3.6 Chlorhexidine gluconate (0.12%, Peridex™) is ineffective at killing mucosal MRSA biofilm

Chlorhexidine gluconate (CHG) is an antiseptic commonly used for infection prevention in the hospital setting and by the dental community. Biofilms are known to be much more resistant to antimicrobials than their planktonic counterparts, therefore we examined the effect of CHG on planktonic vs. biofilm MRSA on PVM. The concentration of CHG commonly used in the oropharyngeal cavity is 0.12% and we have demonstrated previously that this concentration is sufficient to kill S. aureus in their planktonic form (Anderson et al., 2010). After 24 h exposure, Peridex (0.12% CHG, active ingredient) was found to be non-toxic to the PVM (data not shown). Explants of PVM were prepared as described above and infected for either 2 h (planktonic) or 48 h (biofilm) prior to treatment with Peridex for 24 h (Fig. 5). We observed that approximately 1.5 log10 MRSA were killed by the application of Peridex 2 h post infection (prior to biofilm formation) of PVM (Fig. 5a). This was significantly different (p<0.05, Student’s t-test, n=3, mean±s.e.m.) from untreated, MRSA infected tissue. In fact, MRSA on untreated tissue continued to grow (2 log10) above the initial inoculum of 6 log10 CFU to ~8 log10 CFU/explant. In contrast, when CHG was applied to MRSA biofilm microcolonies for 24 h, similar amounts of bacteria were recovered from treated and untreated control (~8 log10 CFU/explant, Fig. 5b).

4.0 Discussion

Current models to study microbial biofilm formation include in vitro biofilm systems, cell-culture-based systems and in vivo animal models (Coenye and Nelis, 2010). Our model has several advantages over the strictly plastic in vitro models such as microtiter plates, flow cells and CDC reactors. We are able to evaluate the host response and protein contribution to biofilm formation, which more closely mimics an in vivo situation. For example, in these studies, we observed a large amount of epithelial cell cytotoxicity 24 h post exposure to the organism. Additionally, we are able to identify bacterial virulence factors important for biofilm formation on mucosal tissues. We reported previously that epithelial cytotoxicity was differentially affected by different strains of Toxic Shock Syndrome (TSS) isolates of S. aureus, in spite of the strains being equally inflammatory to the PVM (Anderson et al., 2012). We further determined that menstrual TSS isolates which contained a pseudogene for the secreted cytolysin alpha-toxin did not form a biofilm on mucosal tissue, whereas a pneumonia TSS isolate which contained the wild type alpha-toxin gene formed a robust biofilm, similar to that observed in this study. Further, we and others have shown that host factors diminish the activity of some antiseptic agents, underscoring the importance of the model system when evaluating novel anti-biofilm agents (Anderson, Horn, Lin, Parks and Peterson, 2010, Gelinas and Goulet, 1983, Oliveira et al., 2010). Our model retains this translational benefit, whilst having the additional benefit of being semi-high throughput.

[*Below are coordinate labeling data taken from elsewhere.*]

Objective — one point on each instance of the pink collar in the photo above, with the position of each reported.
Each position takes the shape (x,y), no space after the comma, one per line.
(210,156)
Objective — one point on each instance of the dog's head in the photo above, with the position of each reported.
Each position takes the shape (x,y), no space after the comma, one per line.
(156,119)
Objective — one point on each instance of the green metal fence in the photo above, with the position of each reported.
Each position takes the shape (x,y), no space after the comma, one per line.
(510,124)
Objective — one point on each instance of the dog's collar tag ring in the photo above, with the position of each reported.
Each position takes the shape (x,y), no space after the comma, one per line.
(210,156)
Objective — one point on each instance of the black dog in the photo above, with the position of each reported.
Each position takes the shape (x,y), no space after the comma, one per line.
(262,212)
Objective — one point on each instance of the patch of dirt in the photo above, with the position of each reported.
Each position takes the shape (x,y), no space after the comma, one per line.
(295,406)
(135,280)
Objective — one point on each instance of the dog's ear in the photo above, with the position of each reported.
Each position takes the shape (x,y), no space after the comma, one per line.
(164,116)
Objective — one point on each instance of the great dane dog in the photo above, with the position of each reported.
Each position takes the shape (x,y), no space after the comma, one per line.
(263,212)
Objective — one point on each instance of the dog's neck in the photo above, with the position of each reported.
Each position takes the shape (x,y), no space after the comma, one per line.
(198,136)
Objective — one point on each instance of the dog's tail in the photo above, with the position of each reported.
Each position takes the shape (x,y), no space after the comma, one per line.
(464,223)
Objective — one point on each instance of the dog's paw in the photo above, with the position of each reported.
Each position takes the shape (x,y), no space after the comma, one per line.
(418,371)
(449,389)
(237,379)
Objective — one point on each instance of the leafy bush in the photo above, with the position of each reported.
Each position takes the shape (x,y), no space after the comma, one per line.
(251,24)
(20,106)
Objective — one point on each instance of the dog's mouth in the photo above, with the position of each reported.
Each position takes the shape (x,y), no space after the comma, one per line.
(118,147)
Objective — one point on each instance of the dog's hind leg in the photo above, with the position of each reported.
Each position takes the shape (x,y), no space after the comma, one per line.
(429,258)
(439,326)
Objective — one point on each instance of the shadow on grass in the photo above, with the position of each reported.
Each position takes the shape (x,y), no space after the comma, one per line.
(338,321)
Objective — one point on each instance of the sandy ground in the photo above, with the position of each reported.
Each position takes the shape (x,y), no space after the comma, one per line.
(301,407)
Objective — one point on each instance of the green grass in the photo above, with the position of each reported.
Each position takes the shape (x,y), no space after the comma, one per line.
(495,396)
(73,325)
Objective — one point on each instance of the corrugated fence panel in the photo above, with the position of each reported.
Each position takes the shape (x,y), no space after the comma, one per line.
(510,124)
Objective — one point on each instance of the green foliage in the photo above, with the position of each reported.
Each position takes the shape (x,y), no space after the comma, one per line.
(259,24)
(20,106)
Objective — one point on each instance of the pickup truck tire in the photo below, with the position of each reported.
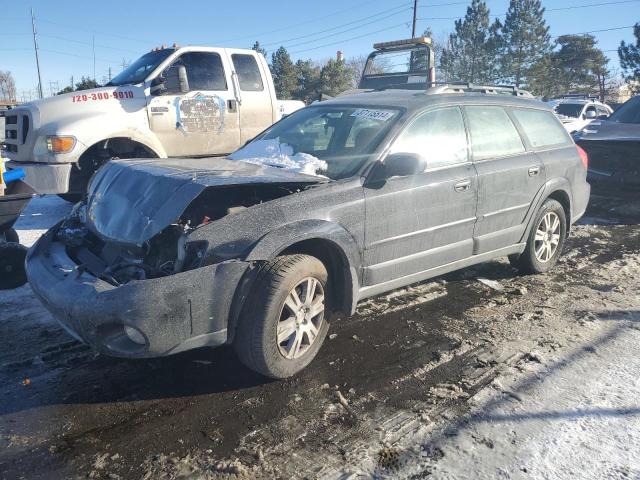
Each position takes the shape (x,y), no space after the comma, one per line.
(283,324)
(545,241)
(12,272)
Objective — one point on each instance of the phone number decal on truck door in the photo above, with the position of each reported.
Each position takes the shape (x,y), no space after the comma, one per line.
(103,96)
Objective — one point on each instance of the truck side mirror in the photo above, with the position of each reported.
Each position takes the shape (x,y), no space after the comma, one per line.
(183,79)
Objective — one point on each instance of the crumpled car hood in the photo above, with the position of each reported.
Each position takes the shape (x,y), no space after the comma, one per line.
(607,130)
(130,201)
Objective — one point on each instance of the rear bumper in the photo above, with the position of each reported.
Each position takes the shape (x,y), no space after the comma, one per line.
(614,163)
(173,314)
(45,177)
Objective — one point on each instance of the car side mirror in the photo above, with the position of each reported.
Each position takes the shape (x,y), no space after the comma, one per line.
(403,164)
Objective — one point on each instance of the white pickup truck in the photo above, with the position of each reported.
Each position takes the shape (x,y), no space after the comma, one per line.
(189,101)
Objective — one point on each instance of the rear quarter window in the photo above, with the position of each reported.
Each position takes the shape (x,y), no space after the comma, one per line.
(541,128)
(492,133)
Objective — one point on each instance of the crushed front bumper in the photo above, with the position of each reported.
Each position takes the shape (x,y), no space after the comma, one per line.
(52,178)
(167,315)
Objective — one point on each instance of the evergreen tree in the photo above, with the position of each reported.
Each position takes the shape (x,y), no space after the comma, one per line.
(335,78)
(629,55)
(471,53)
(307,81)
(580,62)
(259,48)
(525,40)
(284,74)
(575,66)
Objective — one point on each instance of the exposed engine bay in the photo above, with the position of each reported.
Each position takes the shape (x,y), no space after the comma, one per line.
(170,251)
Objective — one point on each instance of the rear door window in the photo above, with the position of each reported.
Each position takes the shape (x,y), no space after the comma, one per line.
(248,72)
(438,135)
(204,70)
(541,128)
(492,133)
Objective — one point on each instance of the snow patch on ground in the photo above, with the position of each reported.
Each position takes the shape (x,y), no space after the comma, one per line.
(275,154)
(41,214)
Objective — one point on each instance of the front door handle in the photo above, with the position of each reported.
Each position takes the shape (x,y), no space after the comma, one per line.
(462,186)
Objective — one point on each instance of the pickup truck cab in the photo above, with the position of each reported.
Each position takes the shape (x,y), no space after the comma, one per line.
(171,102)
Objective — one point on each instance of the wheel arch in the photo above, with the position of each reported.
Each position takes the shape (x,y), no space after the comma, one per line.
(327,241)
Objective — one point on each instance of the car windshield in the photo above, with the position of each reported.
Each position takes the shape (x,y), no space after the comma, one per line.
(569,109)
(629,112)
(141,68)
(334,140)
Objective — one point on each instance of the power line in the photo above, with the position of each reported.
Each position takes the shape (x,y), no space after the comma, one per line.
(286,41)
(80,42)
(349,39)
(298,24)
(349,29)
(558,9)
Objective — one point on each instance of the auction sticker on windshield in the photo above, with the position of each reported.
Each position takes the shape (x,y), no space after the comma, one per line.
(383,115)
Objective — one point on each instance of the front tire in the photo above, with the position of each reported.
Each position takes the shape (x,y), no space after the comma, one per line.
(545,241)
(284,325)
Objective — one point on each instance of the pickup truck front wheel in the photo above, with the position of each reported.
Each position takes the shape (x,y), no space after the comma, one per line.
(284,322)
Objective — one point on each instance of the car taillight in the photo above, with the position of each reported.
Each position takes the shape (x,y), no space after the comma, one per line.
(583,156)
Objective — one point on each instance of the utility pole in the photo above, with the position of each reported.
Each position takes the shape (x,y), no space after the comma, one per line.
(35,46)
(93,42)
(415,15)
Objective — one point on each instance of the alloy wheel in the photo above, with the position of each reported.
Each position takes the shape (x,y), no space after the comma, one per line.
(547,237)
(301,318)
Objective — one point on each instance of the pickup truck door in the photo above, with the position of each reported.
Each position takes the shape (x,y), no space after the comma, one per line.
(203,121)
(418,222)
(254,92)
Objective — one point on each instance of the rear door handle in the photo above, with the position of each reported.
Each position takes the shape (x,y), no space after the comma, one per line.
(462,186)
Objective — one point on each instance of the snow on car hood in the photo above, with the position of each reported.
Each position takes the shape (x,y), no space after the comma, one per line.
(130,201)
(275,154)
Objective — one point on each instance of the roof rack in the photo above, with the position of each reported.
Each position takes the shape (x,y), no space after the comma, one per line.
(578,96)
(473,88)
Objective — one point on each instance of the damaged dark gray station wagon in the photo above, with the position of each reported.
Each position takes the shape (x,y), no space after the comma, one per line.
(340,201)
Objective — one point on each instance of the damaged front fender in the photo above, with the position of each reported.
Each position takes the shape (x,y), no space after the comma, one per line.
(149,318)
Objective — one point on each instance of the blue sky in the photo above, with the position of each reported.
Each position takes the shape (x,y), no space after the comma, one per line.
(122,30)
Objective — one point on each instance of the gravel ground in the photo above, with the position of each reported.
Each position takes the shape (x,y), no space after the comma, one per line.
(478,374)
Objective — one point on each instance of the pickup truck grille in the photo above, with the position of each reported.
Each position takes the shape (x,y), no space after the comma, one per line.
(16,127)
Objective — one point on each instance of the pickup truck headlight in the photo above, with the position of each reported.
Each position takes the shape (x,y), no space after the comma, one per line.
(60,144)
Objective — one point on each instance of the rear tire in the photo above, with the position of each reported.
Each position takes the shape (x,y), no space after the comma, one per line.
(12,272)
(545,241)
(283,326)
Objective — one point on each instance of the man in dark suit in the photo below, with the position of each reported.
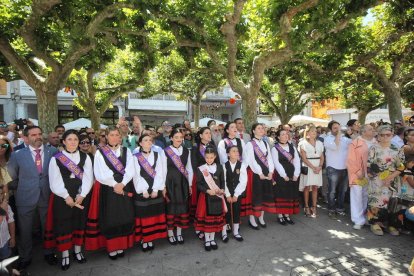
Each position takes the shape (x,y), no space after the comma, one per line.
(29,167)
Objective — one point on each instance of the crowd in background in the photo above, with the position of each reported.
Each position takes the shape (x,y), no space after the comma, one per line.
(225,173)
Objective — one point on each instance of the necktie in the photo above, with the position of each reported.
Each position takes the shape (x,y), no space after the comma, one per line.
(38,161)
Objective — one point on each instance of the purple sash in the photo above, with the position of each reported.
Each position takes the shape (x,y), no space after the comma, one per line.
(113,159)
(259,153)
(70,165)
(143,162)
(286,154)
(202,150)
(177,161)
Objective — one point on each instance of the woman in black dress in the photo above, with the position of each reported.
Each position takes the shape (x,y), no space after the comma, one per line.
(287,164)
(178,180)
(70,178)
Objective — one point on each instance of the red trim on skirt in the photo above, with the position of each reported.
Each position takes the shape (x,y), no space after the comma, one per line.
(287,206)
(61,243)
(151,228)
(181,220)
(246,207)
(94,240)
(193,198)
(204,222)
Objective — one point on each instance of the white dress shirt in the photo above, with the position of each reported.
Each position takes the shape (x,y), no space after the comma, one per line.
(105,175)
(140,184)
(279,168)
(221,149)
(188,166)
(57,186)
(251,160)
(241,187)
(336,155)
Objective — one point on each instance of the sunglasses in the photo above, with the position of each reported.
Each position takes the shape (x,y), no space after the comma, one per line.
(85,143)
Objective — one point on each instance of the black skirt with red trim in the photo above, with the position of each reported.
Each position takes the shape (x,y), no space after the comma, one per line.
(208,223)
(262,196)
(286,196)
(110,223)
(193,198)
(246,208)
(150,220)
(65,226)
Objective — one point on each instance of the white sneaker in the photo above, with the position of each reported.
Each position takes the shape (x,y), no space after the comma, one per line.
(357,226)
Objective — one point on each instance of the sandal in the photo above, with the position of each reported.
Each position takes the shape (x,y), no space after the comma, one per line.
(172,240)
(313,211)
(307,211)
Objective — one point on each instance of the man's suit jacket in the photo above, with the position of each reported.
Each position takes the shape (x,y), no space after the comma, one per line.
(32,188)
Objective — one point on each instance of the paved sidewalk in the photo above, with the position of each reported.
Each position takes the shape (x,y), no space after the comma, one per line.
(320,246)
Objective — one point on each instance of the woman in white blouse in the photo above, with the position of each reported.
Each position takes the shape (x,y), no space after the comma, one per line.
(311,151)
(287,164)
(150,222)
(70,178)
(111,203)
(260,161)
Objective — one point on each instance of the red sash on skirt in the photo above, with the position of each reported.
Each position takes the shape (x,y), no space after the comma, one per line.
(246,208)
(94,239)
(206,223)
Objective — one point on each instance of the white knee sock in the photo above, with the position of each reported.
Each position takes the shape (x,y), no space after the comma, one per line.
(252,220)
(236,229)
(261,218)
(224,231)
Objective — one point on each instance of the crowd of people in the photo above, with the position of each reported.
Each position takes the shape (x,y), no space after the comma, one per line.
(133,184)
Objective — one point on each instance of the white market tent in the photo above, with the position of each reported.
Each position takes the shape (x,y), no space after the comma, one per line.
(80,123)
(203,122)
(302,120)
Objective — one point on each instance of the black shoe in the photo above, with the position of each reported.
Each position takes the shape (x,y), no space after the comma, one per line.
(145,249)
(22,265)
(113,257)
(282,221)
(51,259)
(172,240)
(79,257)
(253,227)
(238,237)
(288,220)
(180,239)
(65,263)
(207,246)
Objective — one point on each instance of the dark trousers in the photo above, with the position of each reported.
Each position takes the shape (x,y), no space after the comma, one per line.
(26,216)
(236,211)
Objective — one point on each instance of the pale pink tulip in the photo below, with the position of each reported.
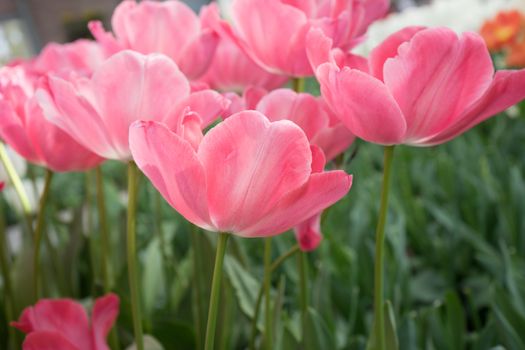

We demonstrate that the logarithmic growth phase is followed by a period during which the biofilm is established, reflected in the rise in percentage of organisms adherent at 72 h versus 24 h. Although scanning electron microscopy can be subject to over-interpretation of artifacts, the images indicate biofilm formation by the staphylococcal organisms. Further, the LIVE/DEAD® staining and immunohistochemistry combined with CLSM support the formation of a stable biofilm by 72 h, replacing the squamous mucosa which otherwise remained morphologically normal in the absence of organisms. While from a purely biological perspective the ability to form reproducible biofilm models is significant, the value of the model to translational research lies in its ability to reflect what is known about clinical biofilm behavior. CHG has been shown to be an effective agent against most organisms in the planktonic state but has been unsuccessful in eradicating biofilms clinically and our model recapitulates these findings.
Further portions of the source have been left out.